Joseph Mimran is at the heart of it, the “dynamic force behind three of Canada’s greatest Canadian retail success stories - Alfred Sung, Club Monaco and Caban,” according to his website bio. Joe Fresh Style’s approach is to provide trendy clothes at clearance prices, through fashion retail that’s embedded in Loblaws’ existing locations. Having already worked with the Westons on their home product lines, this seems like a logical extension of the Mimran’s relationship to Loblaws — and one that’s already being recognized as a success.

With the launch of their kids’ clothing line just recently completed, Joe Fresh has recently launched a series of TV ads, reminiscent of the Old Navy format we know and love. Young, clean-cut people frolic happily in stylish clothing, while catchy-fun music plays in the background to fully drill the message into your head. Even if you don’t remember the clothes, you’re going to remember either the cute people or the addicting tune — if not both.

Pretty clearly, Loblaws is hoping to put the emphasis on the “style” of “Joe Fresh Style”, and are willing to do some inventive cross-media stuff in order to accomplish that. To wit: both of the ads in the current campaign feature simple sets, attractive models, and choreography that highlights the clothing, as usual. But, they’re both also built around songs performed by Rhonda Stakich, a Canadian singer with a couple of albums and just the right sound.

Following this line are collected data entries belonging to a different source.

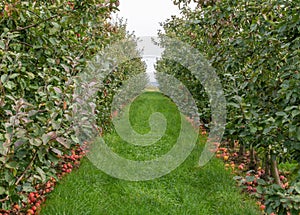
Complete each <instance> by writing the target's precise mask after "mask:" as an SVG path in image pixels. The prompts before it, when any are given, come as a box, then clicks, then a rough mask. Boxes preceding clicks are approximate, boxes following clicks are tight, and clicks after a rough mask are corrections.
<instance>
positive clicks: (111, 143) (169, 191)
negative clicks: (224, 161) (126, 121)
mask: <svg viewBox="0 0 300 215" xmlns="http://www.w3.org/2000/svg"><path fill="white" fill-rule="evenodd" d="M154 111H159V112H161V113H163V114H164V115H165V117H166V118H167V120H168V125H167V130H166V133H165V135H164V136H163V137H162V138H161V140H160V141H159V142H157V143H156V144H154V145H152V146H147V147H138V146H133V145H130V144H127V143H126V142H124V141H123V140H122V139H121V138H120V137H119V136H118V135H117V134H116V133H115V132H112V133H111V134H108V135H106V136H105V140H106V143H107V144H108V145H109V146H110V147H111V149H112V150H113V151H115V152H116V153H118V154H120V155H122V156H123V157H126V158H128V159H132V160H147V159H153V158H154V157H157V156H161V155H163V154H165V153H166V152H167V151H168V150H170V148H171V147H172V146H173V145H174V143H175V142H176V138H177V136H178V134H179V130H180V126H179V125H180V114H179V113H178V110H177V108H176V106H175V104H173V103H172V102H171V101H170V100H169V99H168V98H166V97H164V96H162V95H161V94H160V93H158V92H148V93H144V94H143V95H141V96H140V97H138V98H137V99H136V100H135V101H134V102H133V104H132V105H131V109H130V112H131V113H134V114H131V116H132V117H131V118H130V120H131V123H132V126H133V128H134V129H135V130H136V131H137V132H139V133H147V132H149V129H150V128H149V124H148V118H149V116H150V114H151V113H153V112H154ZM204 143H205V138H204V137H202V138H201V137H200V138H199V142H198V143H197V145H196V147H195V149H194V150H193V152H192V153H191V155H190V156H189V157H188V158H187V159H186V161H185V162H184V163H183V164H182V165H181V166H180V167H178V168H177V169H176V170H174V171H173V172H171V173H170V174H168V175H165V176H163V177H161V178H158V179H155V180H151V181H145V182H129V181H124V180H119V179H116V178H112V177H110V176H108V175H106V174H105V173H103V172H101V171H100V170H98V169H97V168H95V167H94V166H93V164H92V163H91V162H90V161H89V160H88V159H84V160H83V162H82V165H81V166H80V168H79V169H78V170H75V171H73V172H72V173H71V174H69V175H68V176H67V177H65V178H64V179H63V180H61V181H60V182H59V184H58V186H57V187H56V188H55V190H54V191H53V192H52V193H51V194H50V196H49V197H48V200H47V201H46V204H45V205H44V207H43V208H42V211H41V214H44V215H64V214H67V215H81V214H82V215H106V214H107V215H111V214H116V215H148V214H149V215H150V214H151V215H152V214H153V215H160V214H164V215H167V214H170V215H171V214H172V215H177V214H178V215H184V214H191V215H202V214H203V215H227V214H228V215H232V214H236V215H252V214H260V213H259V211H258V208H257V206H255V203H254V201H252V200H249V199H248V198H246V197H245V196H244V195H242V194H240V191H239V190H238V188H236V187H235V182H234V181H233V180H232V175H230V172H228V171H226V170H225V169H224V166H223V163H222V162H221V161H220V160H217V159H212V160H211V162H210V163H209V164H207V165H206V166H205V167H203V168H201V169H200V168H196V167H195V165H196V164H197V161H198V159H199V156H200V154H201V151H202V148H203V146H204Z"/></svg>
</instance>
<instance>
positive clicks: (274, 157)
mask: <svg viewBox="0 0 300 215" xmlns="http://www.w3.org/2000/svg"><path fill="white" fill-rule="evenodd" d="M271 172H272V176H273V178H274V179H275V182H276V184H278V185H279V186H281V185H282V184H281V181H280V178H279V171H278V166H277V161H276V156H275V155H272V157H271Z"/></svg>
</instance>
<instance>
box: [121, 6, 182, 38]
mask: <svg viewBox="0 0 300 215" xmlns="http://www.w3.org/2000/svg"><path fill="white" fill-rule="evenodd" d="M119 9H120V12H119V13H118V16H119V17H123V18H125V19H127V24H128V30H129V31H134V32H135V35H136V36H138V37H140V36H156V35H157V30H158V29H161V27H160V25H159V23H160V22H164V21H165V20H166V19H168V18H170V17H171V15H179V10H178V8H177V6H175V5H173V1H172V0H120V6H119Z"/></svg>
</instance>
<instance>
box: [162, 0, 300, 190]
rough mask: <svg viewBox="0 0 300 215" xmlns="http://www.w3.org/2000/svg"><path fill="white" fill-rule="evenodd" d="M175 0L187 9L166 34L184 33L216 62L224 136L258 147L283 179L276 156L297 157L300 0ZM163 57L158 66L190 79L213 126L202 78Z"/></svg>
mask: <svg viewBox="0 0 300 215" xmlns="http://www.w3.org/2000/svg"><path fill="white" fill-rule="evenodd" d="M173 2H174V4H175V5H178V6H179V8H180V10H181V13H182V17H175V16H173V17H172V18H170V19H169V20H167V21H166V22H165V23H163V27H164V31H165V32H164V33H161V34H160V35H161V37H162V38H163V36H164V35H166V36H168V37H171V38H177V39H180V40H181V41H183V42H184V43H186V44H189V45H190V46H191V47H194V48H196V49H197V50H199V51H200V52H201V53H202V54H203V55H204V56H205V57H206V59H207V60H208V61H209V62H210V63H211V65H212V66H213V67H214V68H215V71H216V72H217V74H218V76H219V78H220V80H221V83H222V85H223V90H224V93H225V97H226V103H227V105H226V107H227V123H226V131H225V138H226V139H229V140H239V143H240V147H241V148H240V156H243V154H244V153H245V149H246V150H251V152H252V154H254V151H255V152H258V153H259V155H260V158H261V160H262V165H263V167H264V169H265V172H266V174H267V175H269V176H272V177H273V178H275V181H276V182H277V183H278V184H280V180H279V176H278V165H277V164H278V162H279V163H283V162H298V167H299V164H300V73H299V71H300V49H299V48H300V39H299V38H300V37H299V36H300V27H299V26H300V13H299V11H300V1H299V0H295V1H290V0H259V1H248V0H230V1H229V0H220V1H215V0H195V1H193V2H194V3H196V5H197V6H196V7H195V8H194V9H191V7H190V6H189V5H190V3H191V0H174V1H173ZM162 45H164V46H167V44H166V43H165V44H164V40H163V39H162ZM162 59H163V60H161V61H160V62H159V63H158V65H157V68H158V70H159V71H163V72H166V73H169V74H172V75H174V76H175V77H176V78H178V79H179V80H180V81H181V82H183V83H184V84H185V86H187V87H188V89H189V90H190V92H191V93H192V94H193V96H194V98H195V99H196V102H197V105H198V108H199V110H200V116H201V120H202V121H203V123H204V124H206V125H207V126H208V127H209V122H210V120H211V119H210V104H209V100H208V97H207V95H206V93H205V90H204V88H203V86H202V85H201V84H200V83H199V81H198V80H197V79H196V77H195V76H194V75H193V74H192V73H191V72H190V71H189V70H188V69H187V68H185V67H183V66H182V65H180V64H178V63H177V62H174V61H172V60H169V59H164V58H162ZM251 158H252V159H251V161H250V163H251V165H252V167H253V168H255V167H257V165H258V163H256V162H257V161H255V159H254V158H255V156H251Z"/></svg>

So far that isn’t so much different from any Gap commercial that you might’ve seen, where happy pretty people cavort to music you might like to hear again, if only they’d bloody tell you what it is. Maybe I haven’t looked hard enough, but my impression of the music both in the Gap/Old Navy ads and their stores is that if I didn’t already know what is was, then I wasn’t hip enough to find out — whereas, interestingly, Joe Fresh has taken a different direction.

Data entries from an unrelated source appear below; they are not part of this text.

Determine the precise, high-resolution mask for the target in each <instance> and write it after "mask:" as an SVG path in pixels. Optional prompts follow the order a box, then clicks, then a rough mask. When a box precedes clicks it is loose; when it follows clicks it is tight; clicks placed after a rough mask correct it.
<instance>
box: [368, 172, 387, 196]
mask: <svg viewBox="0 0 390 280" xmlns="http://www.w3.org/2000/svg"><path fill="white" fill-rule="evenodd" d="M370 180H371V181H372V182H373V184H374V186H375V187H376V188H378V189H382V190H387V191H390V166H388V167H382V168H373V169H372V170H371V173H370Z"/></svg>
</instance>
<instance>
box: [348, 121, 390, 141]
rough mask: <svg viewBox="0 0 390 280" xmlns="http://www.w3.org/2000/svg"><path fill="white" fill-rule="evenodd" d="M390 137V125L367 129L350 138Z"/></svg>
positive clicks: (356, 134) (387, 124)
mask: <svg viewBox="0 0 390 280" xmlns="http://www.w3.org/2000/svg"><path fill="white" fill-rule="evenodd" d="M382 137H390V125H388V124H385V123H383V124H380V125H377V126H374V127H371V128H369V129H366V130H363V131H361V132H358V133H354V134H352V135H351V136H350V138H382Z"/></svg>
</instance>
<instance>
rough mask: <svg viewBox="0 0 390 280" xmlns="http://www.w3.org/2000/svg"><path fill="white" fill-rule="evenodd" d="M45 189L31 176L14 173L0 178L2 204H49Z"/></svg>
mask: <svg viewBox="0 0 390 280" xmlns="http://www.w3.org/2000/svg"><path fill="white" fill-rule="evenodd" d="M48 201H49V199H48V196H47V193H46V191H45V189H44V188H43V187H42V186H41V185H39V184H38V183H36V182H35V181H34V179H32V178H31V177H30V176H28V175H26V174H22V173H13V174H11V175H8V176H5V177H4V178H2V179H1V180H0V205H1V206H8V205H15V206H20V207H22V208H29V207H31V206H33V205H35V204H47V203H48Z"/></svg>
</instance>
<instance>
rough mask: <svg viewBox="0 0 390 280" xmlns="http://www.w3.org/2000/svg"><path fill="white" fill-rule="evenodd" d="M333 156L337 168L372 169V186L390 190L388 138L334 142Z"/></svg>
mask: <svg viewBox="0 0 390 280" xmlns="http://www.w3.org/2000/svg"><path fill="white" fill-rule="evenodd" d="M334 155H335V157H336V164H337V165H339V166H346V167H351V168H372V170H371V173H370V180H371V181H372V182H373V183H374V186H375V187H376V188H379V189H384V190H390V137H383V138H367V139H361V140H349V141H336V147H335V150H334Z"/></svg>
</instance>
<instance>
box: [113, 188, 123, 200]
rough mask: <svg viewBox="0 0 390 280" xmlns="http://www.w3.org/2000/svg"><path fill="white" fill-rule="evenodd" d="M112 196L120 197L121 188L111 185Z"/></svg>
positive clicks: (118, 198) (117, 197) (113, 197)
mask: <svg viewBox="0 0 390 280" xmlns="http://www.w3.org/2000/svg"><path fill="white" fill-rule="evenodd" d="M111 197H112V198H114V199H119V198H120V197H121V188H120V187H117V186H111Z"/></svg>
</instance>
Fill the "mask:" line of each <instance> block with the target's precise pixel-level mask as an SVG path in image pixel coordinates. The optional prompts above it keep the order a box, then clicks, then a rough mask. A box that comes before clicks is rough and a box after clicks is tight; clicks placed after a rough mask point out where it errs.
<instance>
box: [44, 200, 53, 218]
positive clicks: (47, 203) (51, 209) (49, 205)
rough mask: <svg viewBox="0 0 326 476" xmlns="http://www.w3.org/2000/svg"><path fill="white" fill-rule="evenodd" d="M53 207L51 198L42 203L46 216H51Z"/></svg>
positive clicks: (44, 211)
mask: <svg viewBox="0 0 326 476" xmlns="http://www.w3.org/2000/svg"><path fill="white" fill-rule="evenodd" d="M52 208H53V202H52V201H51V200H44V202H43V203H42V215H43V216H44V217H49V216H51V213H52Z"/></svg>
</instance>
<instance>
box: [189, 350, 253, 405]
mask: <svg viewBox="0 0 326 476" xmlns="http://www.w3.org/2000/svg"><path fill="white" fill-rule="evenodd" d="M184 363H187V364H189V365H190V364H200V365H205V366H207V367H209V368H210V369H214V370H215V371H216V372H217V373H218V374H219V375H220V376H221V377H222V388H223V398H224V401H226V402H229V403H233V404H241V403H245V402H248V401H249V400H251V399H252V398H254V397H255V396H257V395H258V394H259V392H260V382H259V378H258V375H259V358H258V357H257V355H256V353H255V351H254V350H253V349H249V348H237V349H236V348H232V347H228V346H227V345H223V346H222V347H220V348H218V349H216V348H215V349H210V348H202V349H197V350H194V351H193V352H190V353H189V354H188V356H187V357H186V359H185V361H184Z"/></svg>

Across two ads, they’ve had the same performer; across two ads, they’ve taken pains to highlight just who she is, and just how Canadian she is. And, most interestingly of all, they’ve made both the first and second songs from their ads freely available for download from their site. Choosing a consistent tone for an ad campaign is nothing new, but I do have to credit Loblaws for the level of cross-promotion they’ve chosen to undertake — picking happy, hip music is one thing, but using Loblaws’ reach to boost a Canadian artist (openly, if you visit the site) is entirely another.

Plus, they’re great songs. Even if you never buy anything from Joe Fresh Style (disclosure: I bought their boxer-briefs), they’re willing to give you two catchy songs, and that isn’t a bad deal at all.